Wednesday, May 2, 2007

In Defense of George Tenet


Why do they hate him?

By Justin Raimondo

".......Whether Tenet should or should not have resigned in protest, I'll leave that to CIA insiders to fight over. What matters is that Tenet points an accusing finger at the cabal centered in the vice president's office and the higher civilian reaches of the Pentagon, and rightly so. Except for Scooter Libby, these people have yet to face the music, or any consequences – and yet there are a lot more Scooter types out there, unindicted co-conspirators in the plot to lure us into war under false pretenses. Now they are compounding their crimes, going after their old enemies in the CIA – even as their lie factory begins to crank out a new series of elaborate deceptions aimed at convincing us to go to war with Iran.

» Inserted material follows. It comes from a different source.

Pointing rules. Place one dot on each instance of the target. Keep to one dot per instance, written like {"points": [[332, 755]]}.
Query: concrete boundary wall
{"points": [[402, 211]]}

Regardless of Tenet's own personal responsibility for the disaster that befell us in Iraq, the story he has to tell is valuable – provided we learn the proper lesson from it. Not that the CIA needs to be "reformed," or that we didn't plan enough for the occupation – nothing could have ameliorated the consequences of a policy that was essentially wrong. No "plan" could have contained the horrific outbreak of "postwar" violence and utter chaos that is now enveloping "liberated" Iraq. The lesson Tenet has to teach us is the relative ease with which it is possible for a very small group of people to seize the reins of government in America. Given the extreme concentration of power in the executive branch when it comes to matters of war and peace, a cabal that has the president's ear can wreak enormous damage on American interests – and the natural resistance of patriots within the government to their dominance can't always be counted on to succeed. This, indeed, is one of the enormous risks of our interventionist foreign policy: coupled with the extreme centralization of policy-making in the realm of foreign affairs, it is a danger not only to our republican institutions, but to the peace of the world."